III. Staging
(A) Lu Kaihua, Department of Oncology, The First Affiliated Hospital of Nanjing Medical University
The TNM staging of NSCLC adopts the International Association for the Study of Lung Cancer (IASLC) 2009 7th edition staging criteria (IASLC 2009).
(ii) SCLC
The American Legion Lung Cancer Association’s staging methods for limited and extensive stages were used for patients undergoing non-surgical treatment, and the IASLC 2009 7th edition staging criteria were used for patients with limited stage SCLC undergoing surgery.
IV. Treatment
(I) Treatment principles
The principle of combining multidisciplinary comprehensive treatment and individualized treatment should be adopted, that is, to adopt a multidisciplinary comprehensive treatment model according to the patient’s physical condition, the pathological histological type and molecular typing of the tumor, the extent of invasion and development trend, and to apply surgery, chemotherapy, radiotherapy and molecular targeted therapy in a planned and rational manner, in order to maximize the patient’s survival time, improve survival rate, control tumor The aim is to maximize the survival time, improve the survival rate, control the tumor progression and improve the quality of life of patients.
(B) Surgical treatment
1) Principles of surgical treatment: Anatomical pneumonectomy is the main treatment for early-stage lung cancer, and is also an important method for clinical cure of lung cancer. Lung cancer surgery is divided into complete resection, incomplete resection and indeterminate resection. We should strive for complete resection to achieve complete removal of tumor, reduce metastasis and recurrence, and perform accurate pathological TNM staging and molecular pathological staging to guide comprehensive postoperative treatment. The following surgical principles should be observed for surgically resectable lung cancer.
(1) Comprehensive treatment planning and necessary imaging (clinical staging, especially accurate N-staging) should be completed prior to surgical treatment. The possibility of surgical resection should be fully evaluated and a surgical plan should be developed.
(2) Complete resection of the tumor and regional lymph nodes should be achieved whenever possible, while preserving as much functional normal lung tissue as possible.
(3) Video-assisted thoracic surgery (VATS) is a well-established minimally invasive thoracic surgery technique in recent years, and VATS and other minimally invasive methods are recommended in the absence of contraindications to surgery.
(4) Anatomic pneumonectomy (lobectomy, bronchial and vascular sleeve lobectomy or total pneumonectomy) is feasible depending on the patient’s physical condition. If physical condition does not allow, sublobar resection is performed, of which anatomic lung segmental resection is preferred and wedge resection is also feasible.
(5) Indications for anatomic segmental lung resection or wedge lung resection are.
(i) Patients with advanced age or low lung function, or at major risk for lobectomy.

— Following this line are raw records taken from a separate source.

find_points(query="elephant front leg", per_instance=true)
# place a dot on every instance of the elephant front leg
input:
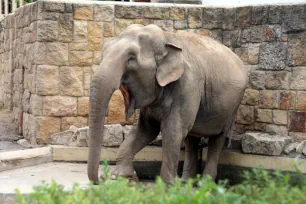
(147, 131)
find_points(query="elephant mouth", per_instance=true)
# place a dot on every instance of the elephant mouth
(129, 101)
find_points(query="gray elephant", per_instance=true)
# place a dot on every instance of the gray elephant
(186, 86)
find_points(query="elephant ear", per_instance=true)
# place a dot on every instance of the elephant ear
(171, 67)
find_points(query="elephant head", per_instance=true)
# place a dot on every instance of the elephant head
(139, 62)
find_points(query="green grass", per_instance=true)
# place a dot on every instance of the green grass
(259, 186)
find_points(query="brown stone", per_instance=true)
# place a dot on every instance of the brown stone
(71, 81)
(156, 12)
(116, 110)
(75, 121)
(83, 106)
(277, 80)
(81, 58)
(65, 33)
(245, 114)
(60, 106)
(268, 99)
(280, 117)
(108, 29)
(263, 115)
(250, 97)
(297, 49)
(195, 17)
(78, 46)
(298, 78)
(94, 36)
(83, 11)
(297, 121)
(287, 99)
(47, 80)
(80, 31)
(177, 13)
(301, 101)
(104, 13)
(57, 53)
(47, 126)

② CT suggestive of intrapulmonary peripheral type lesion (meaning located in the lateral 1/3 of the lung parenchyma) with a lesion diameter ≤ 50 px and one of the following characteristics: pathologically confirmed adenocarcinoma; CT follow-up of more than 1 year highly suspicious of cancer; CT suggestive of solid component ≤ 50% in ground glass-like shadow.

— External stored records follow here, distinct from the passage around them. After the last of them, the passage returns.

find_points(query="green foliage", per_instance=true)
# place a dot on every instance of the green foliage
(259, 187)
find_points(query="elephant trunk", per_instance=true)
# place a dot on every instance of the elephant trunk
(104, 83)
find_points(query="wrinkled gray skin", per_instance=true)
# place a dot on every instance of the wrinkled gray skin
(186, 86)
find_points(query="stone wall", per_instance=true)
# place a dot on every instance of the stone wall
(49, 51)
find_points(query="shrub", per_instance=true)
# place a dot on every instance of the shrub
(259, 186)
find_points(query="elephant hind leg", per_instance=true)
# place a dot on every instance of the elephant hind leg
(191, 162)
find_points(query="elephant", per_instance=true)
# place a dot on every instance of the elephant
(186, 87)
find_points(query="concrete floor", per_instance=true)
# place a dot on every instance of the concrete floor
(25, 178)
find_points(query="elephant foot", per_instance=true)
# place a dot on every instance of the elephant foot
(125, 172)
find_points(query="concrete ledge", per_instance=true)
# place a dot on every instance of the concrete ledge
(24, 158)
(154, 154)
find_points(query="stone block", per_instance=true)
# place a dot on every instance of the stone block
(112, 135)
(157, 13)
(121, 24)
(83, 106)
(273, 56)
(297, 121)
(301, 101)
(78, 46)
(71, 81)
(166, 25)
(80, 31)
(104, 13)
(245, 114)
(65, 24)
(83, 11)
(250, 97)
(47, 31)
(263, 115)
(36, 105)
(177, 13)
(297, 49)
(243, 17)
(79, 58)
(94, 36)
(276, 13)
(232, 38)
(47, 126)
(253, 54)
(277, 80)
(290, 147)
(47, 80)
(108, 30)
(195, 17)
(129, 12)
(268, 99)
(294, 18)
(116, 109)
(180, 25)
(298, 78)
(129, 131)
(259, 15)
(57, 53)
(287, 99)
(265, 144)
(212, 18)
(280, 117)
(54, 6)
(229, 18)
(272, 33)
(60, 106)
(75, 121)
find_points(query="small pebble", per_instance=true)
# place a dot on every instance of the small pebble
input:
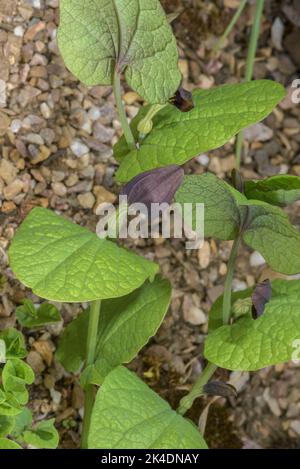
(45, 110)
(59, 189)
(79, 149)
(15, 125)
(86, 200)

(iii) Excision of lung tissue with a cut edge ≥ 50px from the lesion margin or a cut edge distance ≥ lesion diameter with intraoperative rapid pathology that is negative for cut edges.
(iv) Systematic sampling of hilar and mediastinal lymph nodes should be performed before deciding on sublobar resection. At present, the sublobar resection for early-stage lung cancer is still in the clinical research stage, and participation in clinical research is encouraged, and it cannot be promoted as a standard procedure.

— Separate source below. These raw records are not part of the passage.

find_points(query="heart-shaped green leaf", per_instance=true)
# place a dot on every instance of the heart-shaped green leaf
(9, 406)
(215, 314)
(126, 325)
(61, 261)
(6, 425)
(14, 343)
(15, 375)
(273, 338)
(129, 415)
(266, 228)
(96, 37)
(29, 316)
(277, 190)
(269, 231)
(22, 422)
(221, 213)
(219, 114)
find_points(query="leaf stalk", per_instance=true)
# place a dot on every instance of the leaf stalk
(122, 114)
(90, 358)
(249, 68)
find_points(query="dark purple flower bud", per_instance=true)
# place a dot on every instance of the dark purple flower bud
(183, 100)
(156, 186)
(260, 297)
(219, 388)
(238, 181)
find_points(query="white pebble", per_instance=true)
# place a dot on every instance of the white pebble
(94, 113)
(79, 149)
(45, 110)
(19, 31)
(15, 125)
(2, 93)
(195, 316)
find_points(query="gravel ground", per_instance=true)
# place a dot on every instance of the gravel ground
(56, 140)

(6) In addition to complete resection of the primary lesion, systematic resection of each group of hilar and mediastinal lymph nodes (N1 and N2 lymph nodes) should be routinely performed for complete resection (R0 surgery), and the locations should be marked and sent for pathological examination.
At a minimum, the lymph nodes in the 3 mediastinal drainage area (station N2) should be cleared or sampled to ensure whole lymph node resection as much as possible. It is recommended that the right thoracic lymph nodes be cleared to 2R, 3a, 3p, 4R, 7-9 groups of lymph nodes and surrounding soft tissue, and the left thoracic lymph nodes be cleared to 4L, 5-9 groups of lymph nodes and surrounding soft tissue.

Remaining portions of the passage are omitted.